Background: Pharmacokinetics of antiretrovirals has been increasingly investigated in the first decade of HAART and the use of therapeutic drug monitoring (TDM) in some clinical circumstances is today recommended or at least considered. Although with variable strength of recommendation, TDM is advised in case of drug–drug interactions, liver or renal alterations, pregnancy, pediatric patients, as well as when reduced viral susceptibility or toxicity are concerned. Clinical pharmacology of antiretrovirals, however, has determined significant improvements in the therapeutic management of HIV infection that go beyond the boundaries of the currently approved indications for TDM. Concerning efficacy, the passage from the initial use of single protease inhibitors (PI) to the adoption of ritonavir-boosted PI is a story entirely based on the appraisal of the different immunovirological outcomes that are achievable depending on the magnitude of pharmacokinetic exposure. The introduction of drug concentration as a critical and modifiable variable in ART permitted some successful inferences from antibacterial chemotherapy, which led to the definition of viral inhibitory concentration (IC_50–90) or minimal effective concentration (MEC) and their incorporation in a ratio, the inhibitory quotient (IQ), which also includes drug concentration. Although difficult to be measured in several circumstances, the IQ nevertheless represents our progress in understanding the interplay between pharmacologic and virologic variables as well as a tool for interpreting or predicting the outcome of ART.

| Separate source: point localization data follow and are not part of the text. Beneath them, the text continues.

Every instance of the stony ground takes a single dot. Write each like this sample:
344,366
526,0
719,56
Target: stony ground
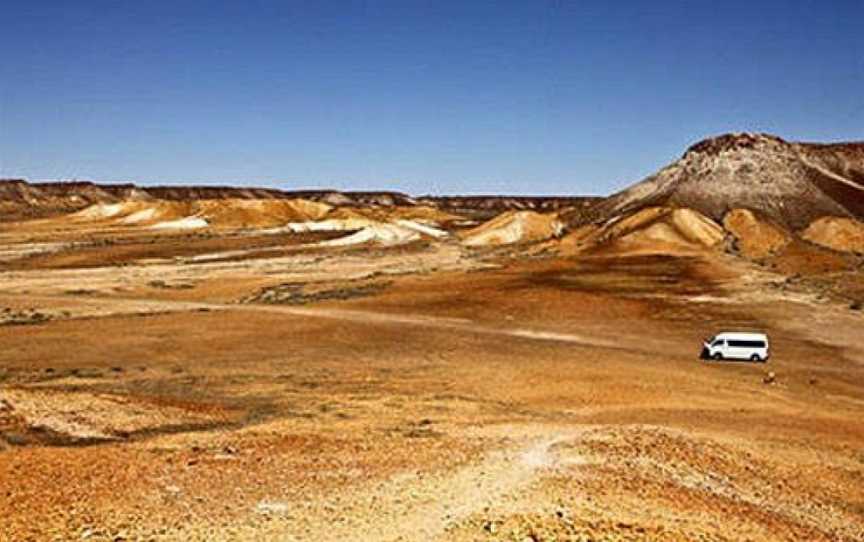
465,395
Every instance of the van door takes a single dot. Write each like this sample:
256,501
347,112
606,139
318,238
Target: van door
738,349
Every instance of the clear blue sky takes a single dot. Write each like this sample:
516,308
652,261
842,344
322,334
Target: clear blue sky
425,97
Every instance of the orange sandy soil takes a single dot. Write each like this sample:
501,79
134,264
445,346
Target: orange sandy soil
542,399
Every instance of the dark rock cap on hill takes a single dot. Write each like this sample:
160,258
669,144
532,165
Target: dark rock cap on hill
790,183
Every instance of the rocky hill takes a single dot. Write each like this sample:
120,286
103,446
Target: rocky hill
791,184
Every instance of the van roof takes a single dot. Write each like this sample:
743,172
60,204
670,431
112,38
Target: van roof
742,334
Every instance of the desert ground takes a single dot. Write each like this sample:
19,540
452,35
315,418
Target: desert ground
174,386
215,367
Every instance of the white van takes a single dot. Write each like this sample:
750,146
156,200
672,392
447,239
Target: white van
733,345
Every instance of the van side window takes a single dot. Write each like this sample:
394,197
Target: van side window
747,344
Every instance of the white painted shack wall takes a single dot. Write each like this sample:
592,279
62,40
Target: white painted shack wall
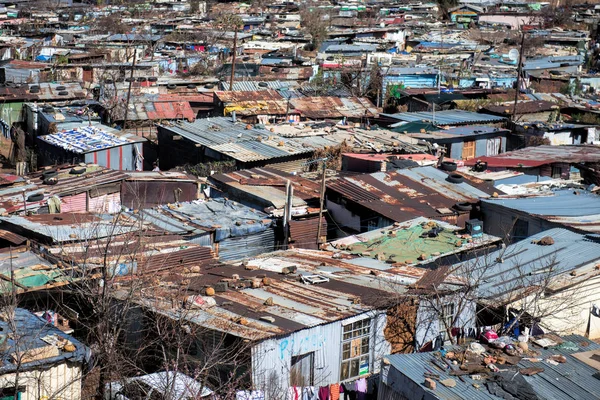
428,319
569,311
62,381
271,359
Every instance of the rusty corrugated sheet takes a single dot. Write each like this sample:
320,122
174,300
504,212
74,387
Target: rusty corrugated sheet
257,95
143,194
106,203
74,203
169,110
334,107
285,73
303,232
12,237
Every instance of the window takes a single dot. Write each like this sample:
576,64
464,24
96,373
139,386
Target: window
447,314
9,393
520,230
355,349
468,150
556,172
301,373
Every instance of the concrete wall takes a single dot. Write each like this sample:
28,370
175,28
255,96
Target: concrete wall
271,359
568,312
515,21
342,216
499,221
397,386
62,381
428,324
119,158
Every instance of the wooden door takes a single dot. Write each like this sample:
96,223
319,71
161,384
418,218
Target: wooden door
468,150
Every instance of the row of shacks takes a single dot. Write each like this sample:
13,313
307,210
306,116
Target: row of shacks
273,289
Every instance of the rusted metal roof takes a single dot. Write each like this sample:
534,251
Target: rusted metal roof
266,187
198,97
405,194
303,232
152,252
334,107
12,237
351,289
46,92
157,110
12,196
531,157
257,95
284,73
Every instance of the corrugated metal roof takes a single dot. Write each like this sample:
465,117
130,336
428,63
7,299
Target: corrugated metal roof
334,107
12,237
525,264
540,155
446,117
404,194
295,305
559,203
222,135
68,227
581,211
552,62
571,380
265,187
250,86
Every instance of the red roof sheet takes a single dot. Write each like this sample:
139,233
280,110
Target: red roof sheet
531,157
172,110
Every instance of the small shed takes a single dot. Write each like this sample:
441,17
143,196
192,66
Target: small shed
97,144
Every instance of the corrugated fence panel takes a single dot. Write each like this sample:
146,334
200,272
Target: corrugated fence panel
303,232
107,203
75,203
204,239
247,246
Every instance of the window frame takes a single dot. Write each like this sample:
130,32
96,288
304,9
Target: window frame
446,319
299,358
362,330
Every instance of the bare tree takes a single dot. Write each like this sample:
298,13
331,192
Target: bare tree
315,22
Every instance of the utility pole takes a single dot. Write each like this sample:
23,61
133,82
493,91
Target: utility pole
323,162
322,199
287,212
519,73
233,58
129,90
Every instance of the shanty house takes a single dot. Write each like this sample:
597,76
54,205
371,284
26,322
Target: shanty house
518,218
262,106
41,360
98,144
266,189
403,376
222,139
468,142
361,203
551,279
546,160
442,118
311,318
77,188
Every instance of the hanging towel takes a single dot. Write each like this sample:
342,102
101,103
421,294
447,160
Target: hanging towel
334,391
324,393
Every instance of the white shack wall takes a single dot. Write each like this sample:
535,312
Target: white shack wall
569,311
62,381
428,319
272,358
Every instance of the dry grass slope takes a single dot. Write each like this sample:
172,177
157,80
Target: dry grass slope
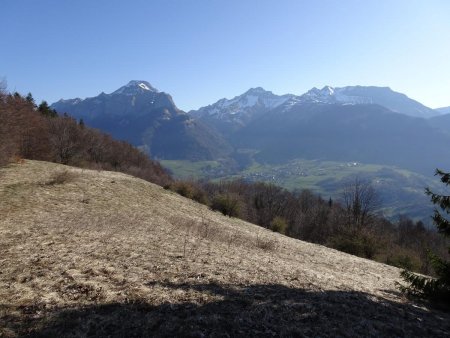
88,253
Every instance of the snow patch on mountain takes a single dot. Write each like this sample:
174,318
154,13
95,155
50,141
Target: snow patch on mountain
243,107
135,87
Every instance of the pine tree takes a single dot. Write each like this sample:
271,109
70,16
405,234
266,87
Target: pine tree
437,289
45,110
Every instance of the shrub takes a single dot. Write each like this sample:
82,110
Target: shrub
362,245
228,204
278,224
60,177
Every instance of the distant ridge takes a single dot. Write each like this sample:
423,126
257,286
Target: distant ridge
138,113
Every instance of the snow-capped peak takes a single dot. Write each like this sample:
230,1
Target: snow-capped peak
134,87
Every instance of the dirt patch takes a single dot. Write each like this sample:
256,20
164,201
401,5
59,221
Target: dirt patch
106,254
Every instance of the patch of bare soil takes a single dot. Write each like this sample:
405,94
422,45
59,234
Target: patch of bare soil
87,253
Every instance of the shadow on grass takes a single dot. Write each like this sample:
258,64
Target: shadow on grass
245,311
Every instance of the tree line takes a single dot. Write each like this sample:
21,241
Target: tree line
350,225
37,132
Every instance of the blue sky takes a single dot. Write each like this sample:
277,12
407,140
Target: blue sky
202,50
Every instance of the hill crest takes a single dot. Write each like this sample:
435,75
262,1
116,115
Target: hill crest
108,246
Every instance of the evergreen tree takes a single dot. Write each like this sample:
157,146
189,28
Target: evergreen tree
45,110
438,288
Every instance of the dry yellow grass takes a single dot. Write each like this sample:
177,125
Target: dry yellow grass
88,253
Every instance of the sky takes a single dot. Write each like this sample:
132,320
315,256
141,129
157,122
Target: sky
200,51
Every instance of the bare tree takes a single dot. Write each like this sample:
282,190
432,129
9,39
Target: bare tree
360,201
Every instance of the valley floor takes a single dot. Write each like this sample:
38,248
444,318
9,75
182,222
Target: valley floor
88,253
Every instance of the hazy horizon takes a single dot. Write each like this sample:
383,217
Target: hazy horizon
204,51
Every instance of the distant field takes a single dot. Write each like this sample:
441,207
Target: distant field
87,253
401,191
190,169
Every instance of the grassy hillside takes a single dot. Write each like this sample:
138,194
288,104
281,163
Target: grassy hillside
94,253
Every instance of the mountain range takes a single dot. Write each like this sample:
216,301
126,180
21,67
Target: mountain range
145,117
356,123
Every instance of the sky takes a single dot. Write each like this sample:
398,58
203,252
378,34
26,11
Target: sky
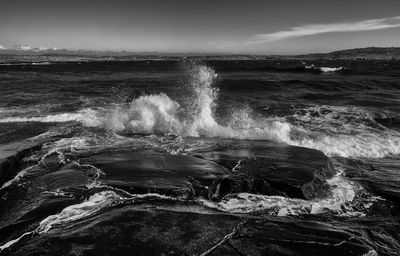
231,26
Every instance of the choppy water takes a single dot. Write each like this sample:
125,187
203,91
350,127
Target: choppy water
218,157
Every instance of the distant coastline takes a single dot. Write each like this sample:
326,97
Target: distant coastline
371,53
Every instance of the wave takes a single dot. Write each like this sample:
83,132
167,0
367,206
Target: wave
159,114
337,131
343,131
340,202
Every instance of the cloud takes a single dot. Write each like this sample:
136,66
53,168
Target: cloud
314,29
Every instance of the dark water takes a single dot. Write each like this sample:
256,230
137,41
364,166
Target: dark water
190,158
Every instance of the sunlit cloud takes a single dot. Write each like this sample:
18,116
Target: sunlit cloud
314,29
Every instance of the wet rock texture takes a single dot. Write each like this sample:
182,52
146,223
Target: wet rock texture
147,231
285,170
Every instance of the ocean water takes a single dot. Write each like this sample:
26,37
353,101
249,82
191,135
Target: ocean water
184,157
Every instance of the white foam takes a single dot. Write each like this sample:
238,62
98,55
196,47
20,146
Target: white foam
11,242
339,201
87,117
75,212
343,131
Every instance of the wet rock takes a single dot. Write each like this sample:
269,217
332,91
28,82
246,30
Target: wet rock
290,171
149,171
135,230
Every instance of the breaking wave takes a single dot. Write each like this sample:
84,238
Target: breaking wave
336,131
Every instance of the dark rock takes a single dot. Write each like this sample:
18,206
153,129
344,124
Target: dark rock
135,230
149,171
279,170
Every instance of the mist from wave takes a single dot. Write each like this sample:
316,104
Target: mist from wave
336,131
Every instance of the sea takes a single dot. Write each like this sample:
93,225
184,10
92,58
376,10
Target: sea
200,157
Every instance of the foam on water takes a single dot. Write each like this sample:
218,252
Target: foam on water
339,201
343,131
336,131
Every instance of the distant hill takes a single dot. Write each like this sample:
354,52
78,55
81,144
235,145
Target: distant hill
362,53
37,54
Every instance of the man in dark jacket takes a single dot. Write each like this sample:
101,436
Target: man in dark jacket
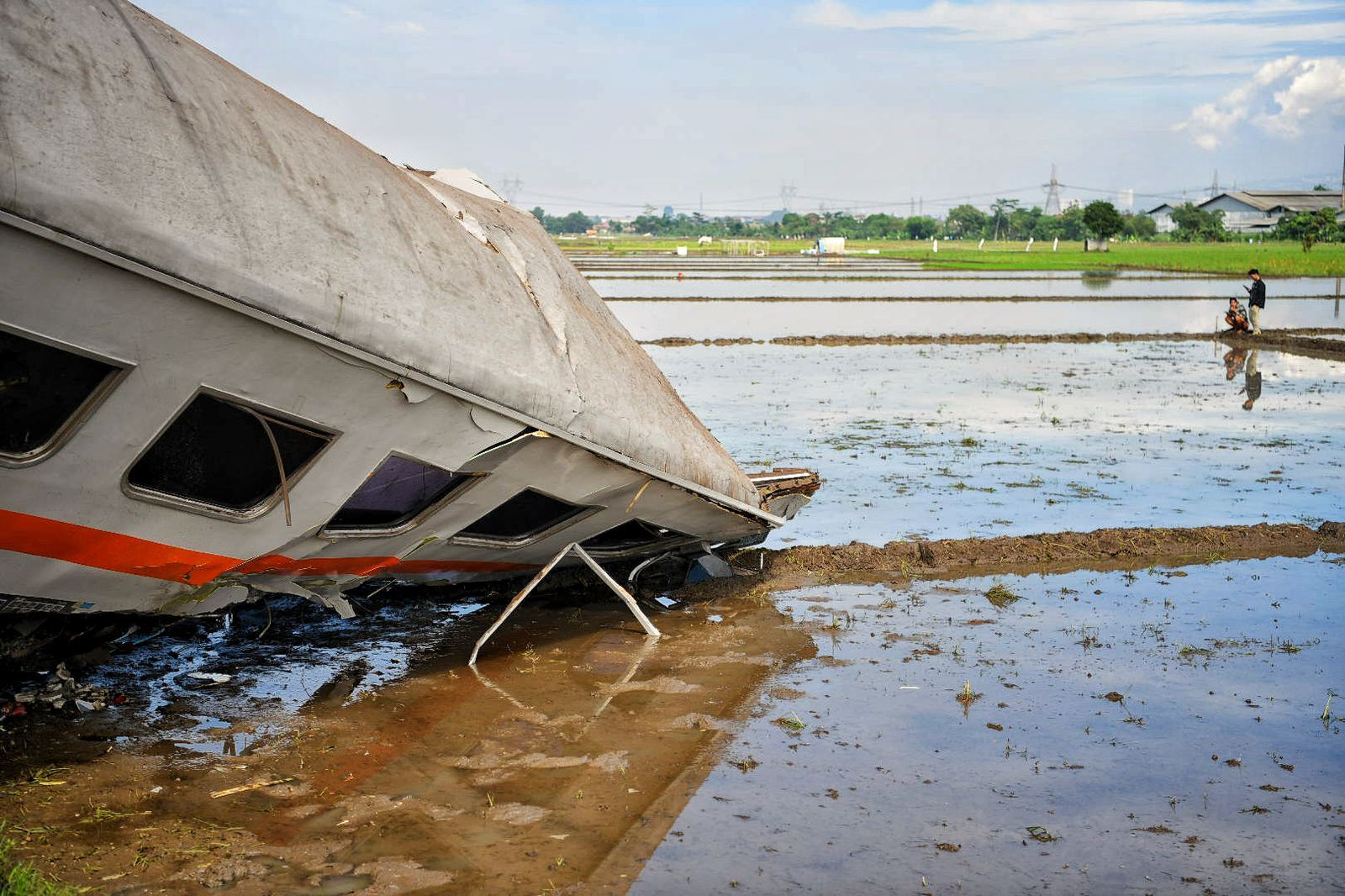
1257,300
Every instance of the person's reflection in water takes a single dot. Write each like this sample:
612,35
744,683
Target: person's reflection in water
1253,381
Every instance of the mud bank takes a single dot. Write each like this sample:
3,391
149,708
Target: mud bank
564,757
1055,552
567,761
1305,342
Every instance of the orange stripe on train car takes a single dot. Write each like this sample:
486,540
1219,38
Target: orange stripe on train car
87,546
101,549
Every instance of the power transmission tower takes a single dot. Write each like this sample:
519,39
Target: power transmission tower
1052,194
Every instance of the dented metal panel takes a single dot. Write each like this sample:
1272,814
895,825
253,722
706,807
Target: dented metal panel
124,134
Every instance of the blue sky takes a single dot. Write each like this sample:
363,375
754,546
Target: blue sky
605,107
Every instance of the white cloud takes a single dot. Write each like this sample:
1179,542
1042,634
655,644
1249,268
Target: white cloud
1279,98
1004,20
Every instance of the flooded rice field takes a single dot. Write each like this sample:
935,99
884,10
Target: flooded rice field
1150,730
1086,286
836,717
1138,730
957,440
658,319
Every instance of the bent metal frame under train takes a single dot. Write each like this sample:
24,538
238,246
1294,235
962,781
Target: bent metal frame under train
241,353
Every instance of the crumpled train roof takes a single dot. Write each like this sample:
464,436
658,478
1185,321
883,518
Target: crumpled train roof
123,132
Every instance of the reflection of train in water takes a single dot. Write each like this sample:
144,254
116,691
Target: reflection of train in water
240,351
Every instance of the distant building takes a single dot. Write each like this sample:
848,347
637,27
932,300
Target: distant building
1261,210
1163,217
1254,210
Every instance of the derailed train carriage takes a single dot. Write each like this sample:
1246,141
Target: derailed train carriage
241,353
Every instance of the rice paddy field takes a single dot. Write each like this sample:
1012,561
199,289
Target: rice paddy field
1066,615
1273,259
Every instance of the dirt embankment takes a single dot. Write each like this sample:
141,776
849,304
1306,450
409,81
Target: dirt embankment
1298,342
1055,552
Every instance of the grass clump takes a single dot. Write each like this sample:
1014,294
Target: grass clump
1001,596
22,878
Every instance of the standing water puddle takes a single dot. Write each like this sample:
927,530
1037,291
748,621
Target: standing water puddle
961,440
764,320
1091,732
1096,286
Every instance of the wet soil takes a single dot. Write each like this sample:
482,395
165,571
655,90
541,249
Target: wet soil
362,756
1163,730
565,754
948,440
1304,342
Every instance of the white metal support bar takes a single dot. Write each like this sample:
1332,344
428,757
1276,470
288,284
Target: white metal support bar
541,573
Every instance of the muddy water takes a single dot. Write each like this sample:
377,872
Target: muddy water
365,756
770,319
952,441
1214,770
1031,287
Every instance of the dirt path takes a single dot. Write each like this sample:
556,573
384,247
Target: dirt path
565,762
1304,342
1055,552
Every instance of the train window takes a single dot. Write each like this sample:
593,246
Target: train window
222,455
45,392
522,519
631,535
394,495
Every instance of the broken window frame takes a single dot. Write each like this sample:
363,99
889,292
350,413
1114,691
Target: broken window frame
219,512
582,512
421,515
672,540
121,369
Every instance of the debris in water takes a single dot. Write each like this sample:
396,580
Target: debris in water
230,791
1001,596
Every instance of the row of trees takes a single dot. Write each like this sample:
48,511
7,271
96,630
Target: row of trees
1311,228
573,222
1006,219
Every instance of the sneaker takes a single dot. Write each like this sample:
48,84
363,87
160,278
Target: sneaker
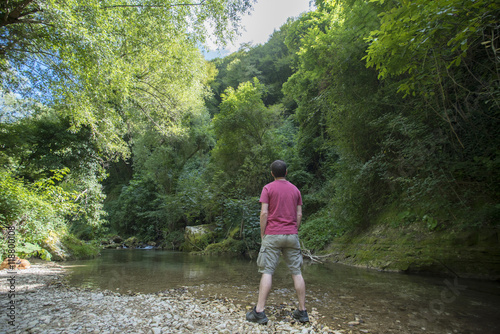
258,317
300,315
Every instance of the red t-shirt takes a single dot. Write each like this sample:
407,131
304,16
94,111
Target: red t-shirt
283,198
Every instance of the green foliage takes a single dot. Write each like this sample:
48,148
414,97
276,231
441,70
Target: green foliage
33,211
79,249
243,130
107,65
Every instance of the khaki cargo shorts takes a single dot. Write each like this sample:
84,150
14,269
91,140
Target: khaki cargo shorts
275,245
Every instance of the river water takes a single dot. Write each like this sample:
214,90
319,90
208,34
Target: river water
382,302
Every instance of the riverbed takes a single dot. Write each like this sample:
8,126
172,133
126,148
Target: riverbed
345,299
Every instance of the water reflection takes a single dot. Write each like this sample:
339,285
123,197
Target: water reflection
398,303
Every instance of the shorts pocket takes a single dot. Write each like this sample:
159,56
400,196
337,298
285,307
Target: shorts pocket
261,257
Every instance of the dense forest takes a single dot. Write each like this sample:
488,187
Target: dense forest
113,125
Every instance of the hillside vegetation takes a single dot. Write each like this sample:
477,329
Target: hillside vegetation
387,113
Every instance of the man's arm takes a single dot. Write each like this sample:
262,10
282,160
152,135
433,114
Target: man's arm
299,215
263,218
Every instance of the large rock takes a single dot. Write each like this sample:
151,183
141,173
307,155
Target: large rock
196,238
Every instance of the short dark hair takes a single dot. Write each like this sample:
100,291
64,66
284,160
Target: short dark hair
278,168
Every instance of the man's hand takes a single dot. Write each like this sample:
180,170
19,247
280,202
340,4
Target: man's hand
264,210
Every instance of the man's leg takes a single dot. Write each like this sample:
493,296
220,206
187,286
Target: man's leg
300,288
266,282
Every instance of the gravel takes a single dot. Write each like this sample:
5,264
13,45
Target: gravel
37,300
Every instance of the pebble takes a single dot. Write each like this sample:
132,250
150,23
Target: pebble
45,304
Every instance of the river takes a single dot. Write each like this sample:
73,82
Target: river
381,302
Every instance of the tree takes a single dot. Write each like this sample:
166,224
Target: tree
242,125
102,63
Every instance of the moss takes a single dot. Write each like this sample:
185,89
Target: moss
414,248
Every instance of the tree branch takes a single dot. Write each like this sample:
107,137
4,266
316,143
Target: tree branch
155,6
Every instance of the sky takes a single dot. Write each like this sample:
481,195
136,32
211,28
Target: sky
266,16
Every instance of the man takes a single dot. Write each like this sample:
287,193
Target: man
280,217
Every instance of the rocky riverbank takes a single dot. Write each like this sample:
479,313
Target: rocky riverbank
37,300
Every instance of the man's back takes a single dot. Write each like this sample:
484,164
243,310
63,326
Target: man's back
283,198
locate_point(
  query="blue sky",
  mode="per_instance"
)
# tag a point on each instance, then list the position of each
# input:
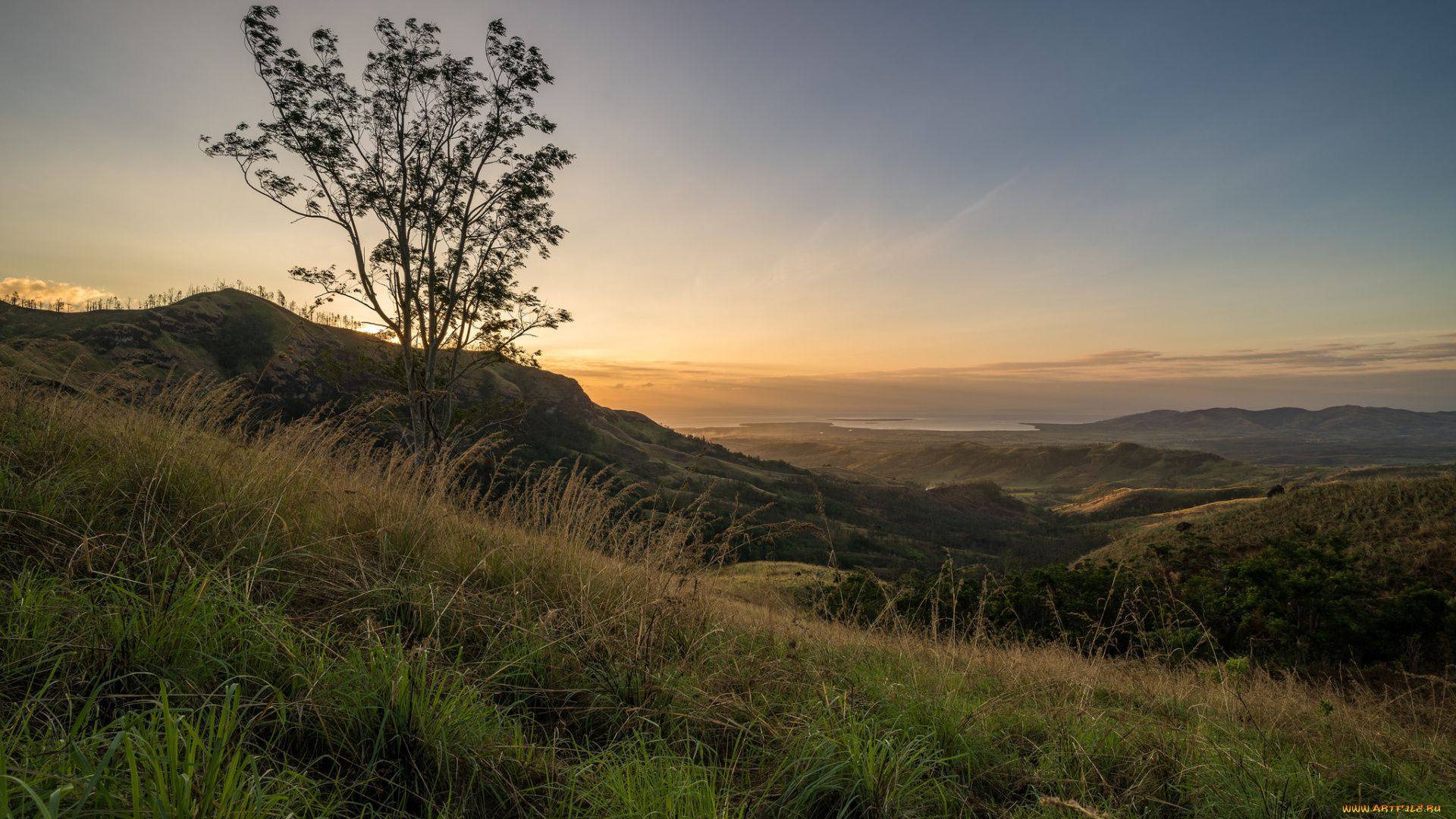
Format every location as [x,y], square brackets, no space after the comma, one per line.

Conclusions: The next steps required for the further development of TDM include both old and new issues. Among the old issues, adherence of physicians to the indications resulting from TDM is one that deserves particular attention, together with an improvement of our average pharmacological knowledge. Studies on the long-term side-effects of antiretroviral drugs and their relationship with the magnitude of drug exposure are also required, as well as carefully planned clinical studies on the relevance of drug penetration in compartments and on old and new drug–drug interactions. Among the new issues, further to the clinico-pharmacological study of new drugs and drug classes, growing relevance is attributable to pharmacogenomics, whose clinical application is still in its infancy, but predictably significant in perspective.